Moreover, the dependences upon sphere size of the absorbed energy fraction and of the recovery coefficients are similar. Figure 8 shows the absorbed energy fraction for water spheres calculated with the IDAC software and the recovery coefficient of 99mTc spheres in a water phantom, obtained with a Siemens Symbia Intevo T6 with a 256 × 256 matrix, OS-CG reconstruction, 72 iterations, one subset, and no additional filters. The two curves approximately overlap. Then, the two effects cancel out each other, with no need for PVE correction for the mean dose evaluation.

Figure 8

Dependence of the absorbed fraction and recovery coefficients on the sphere volume.

This study did not include more refined clinical parameters, such as variable individual radiosensitivity linked to the genetic profile. In addition, multivariate analyses with the absorbed dose and lesion volume as covariates might be useful.

4. Conclusions

Despite having removed all of the methodological flaws present in our previous study, for the second time, and in agreement with other authors, voxel dosimetry did not improve the interpretation of responses with respect to the mean absorbed dose. This is due to the strong correlation between each voxel variable and the mean absorbed dose, which is probably caused by the limited spatial resolution of nuclear medicine images.

The dose–response correlations, Mann–Whitney tests, and AUC values were statistically significant only when using the experimental and non-validated densitometric radiological criterion with a response threshold at 20% and only with post-therapy 90Y PET dosimetry. This encourages further clinical validation of the densitometric criterion in TARE of HCC.

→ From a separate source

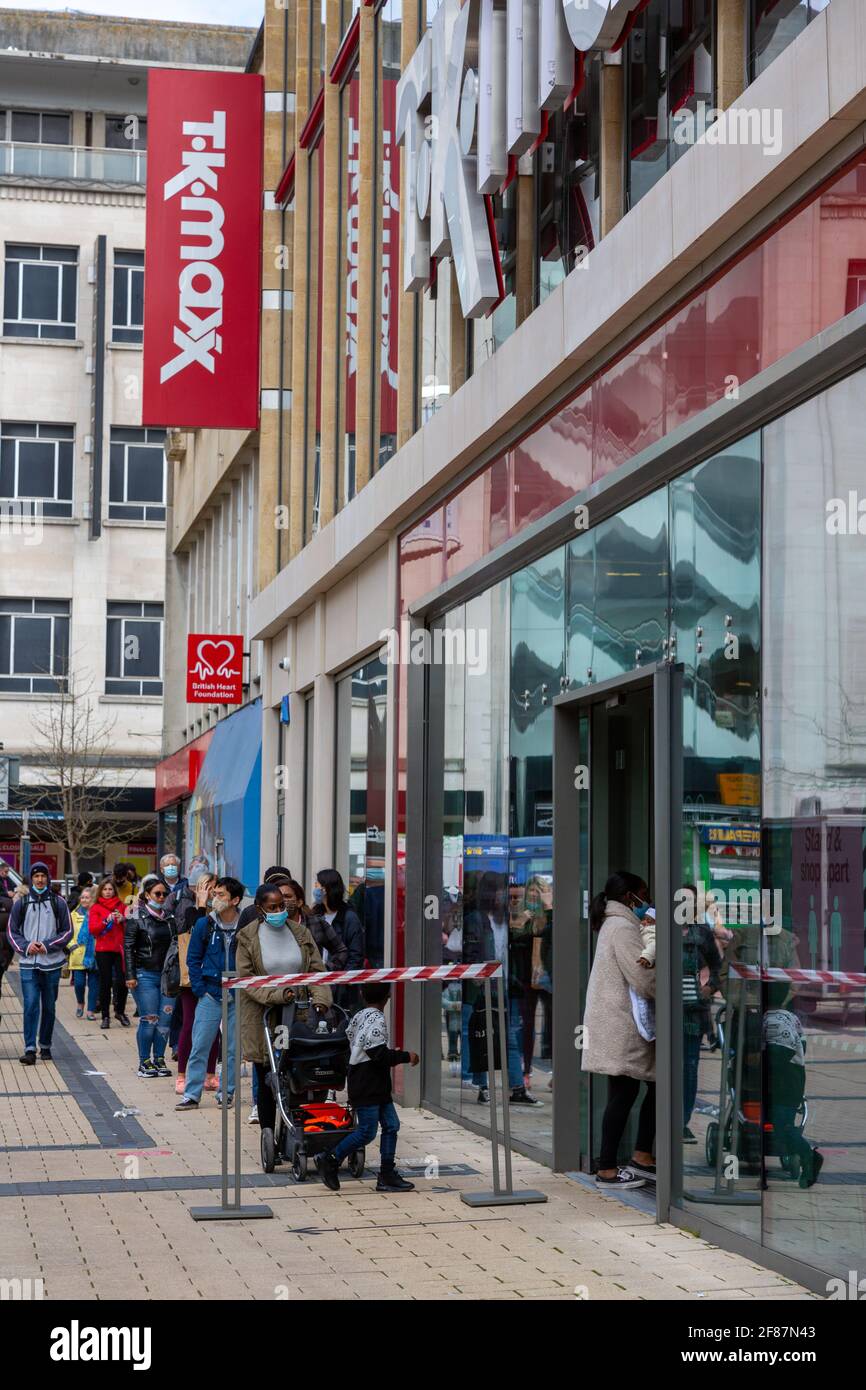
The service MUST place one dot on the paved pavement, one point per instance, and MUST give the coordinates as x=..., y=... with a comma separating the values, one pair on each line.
x=97, y=1173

The dose–response correlations and separation in terms of absorbed dose between responding and non-responding lesions were poor. This is attributed to the impossibility of knowing the absorbed-dose distribution at the microscopic scale. This, together with the limited accuracy of MAA predictions observed for lesions, reduces the reliability of planning TARE based mainly on tumor dosimetry in favor of non-tumoral liver dosimetry.

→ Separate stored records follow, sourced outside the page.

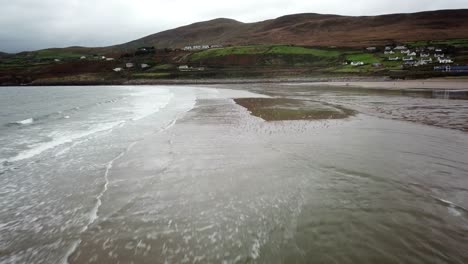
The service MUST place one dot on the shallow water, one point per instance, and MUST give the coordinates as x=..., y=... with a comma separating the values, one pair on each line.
x=200, y=180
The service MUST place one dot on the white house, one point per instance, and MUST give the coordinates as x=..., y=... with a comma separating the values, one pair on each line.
x=445, y=61
x=357, y=63
x=427, y=60
x=184, y=68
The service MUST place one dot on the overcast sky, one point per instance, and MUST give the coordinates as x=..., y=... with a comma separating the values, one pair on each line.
x=37, y=24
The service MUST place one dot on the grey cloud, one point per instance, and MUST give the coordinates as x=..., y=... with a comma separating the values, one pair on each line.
x=36, y=24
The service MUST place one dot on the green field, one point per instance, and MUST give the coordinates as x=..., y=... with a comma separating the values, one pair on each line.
x=151, y=75
x=461, y=43
x=264, y=50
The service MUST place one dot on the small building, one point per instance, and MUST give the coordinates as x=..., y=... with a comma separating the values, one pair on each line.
x=357, y=63
x=426, y=60
x=445, y=61
x=184, y=68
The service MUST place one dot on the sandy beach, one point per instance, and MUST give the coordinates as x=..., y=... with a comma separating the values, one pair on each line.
x=430, y=84
x=257, y=173
x=225, y=186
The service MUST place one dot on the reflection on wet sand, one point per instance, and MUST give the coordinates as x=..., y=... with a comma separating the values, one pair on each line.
x=224, y=186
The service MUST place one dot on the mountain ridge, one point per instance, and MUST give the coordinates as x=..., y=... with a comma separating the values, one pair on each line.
x=314, y=29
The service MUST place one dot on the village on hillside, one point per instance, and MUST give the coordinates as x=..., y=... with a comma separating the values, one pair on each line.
x=419, y=56
x=399, y=60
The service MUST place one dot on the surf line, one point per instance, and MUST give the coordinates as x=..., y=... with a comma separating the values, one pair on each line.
x=93, y=214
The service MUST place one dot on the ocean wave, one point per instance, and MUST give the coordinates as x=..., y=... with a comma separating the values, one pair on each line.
x=22, y=122
x=60, y=140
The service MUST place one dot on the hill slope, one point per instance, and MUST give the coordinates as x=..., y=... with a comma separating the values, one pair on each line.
x=315, y=30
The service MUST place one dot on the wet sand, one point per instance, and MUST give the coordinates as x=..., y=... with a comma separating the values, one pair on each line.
x=275, y=109
x=430, y=84
x=224, y=186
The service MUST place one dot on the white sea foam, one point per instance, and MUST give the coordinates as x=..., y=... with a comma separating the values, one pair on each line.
x=144, y=106
x=60, y=140
x=25, y=121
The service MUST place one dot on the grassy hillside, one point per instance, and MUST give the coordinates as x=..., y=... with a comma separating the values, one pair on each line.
x=315, y=30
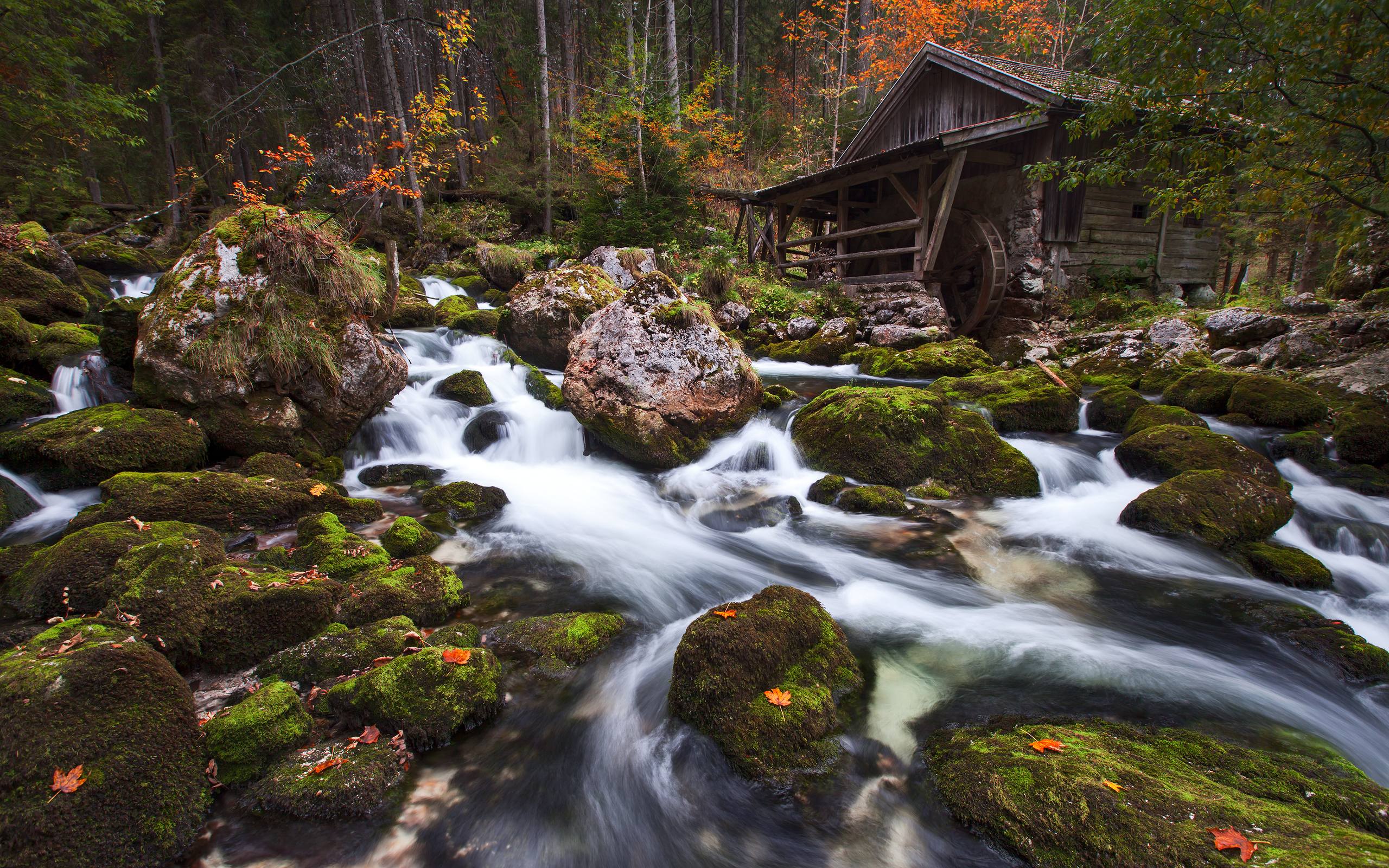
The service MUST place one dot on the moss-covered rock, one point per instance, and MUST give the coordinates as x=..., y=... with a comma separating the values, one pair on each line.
x=1167, y=450
x=467, y=388
x=780, y=639
x=1018, y=400
x=339, y=650
x=564, y=639
x=409, y=538
x=1205, y=391
x=120, y=712
x=464, y=500
x=1112, y=407
x=247, y=738
x=1152, y=416
x=1308, y=806
x=368, y=785
x=874, y=500
x=959, y=358
x=82, y=563
x=21, y=398
x=901, y=437
x=1285, y=566
x=221, y=500
x=87, y=446
x=1220, y=507
x=1362, y=434
x=1276, y=402
x=36, y=295
x=424, y=695
x=418, y=588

With respect to our previous findings, we collaterally observed a worse dose–response correlation, a separation in terms of absorbed dose between responding and non-responding lesions, and, above all, a decreased efficacy even at 800 Gy with both response assessment methods. These phenomena might be imputed to the later injection (day 7.75 versus 3.75 from the calibration date) causing a number of microspheres/GBq that was 2.8 times higher, with a consequent reduction of dose distribution uniformity on the microscopic scale caused by the formation of mega-clusters at high doses. A comparative study with the same methodology is necessary to confirm the clinical impact of the mega-cluster hypothesis.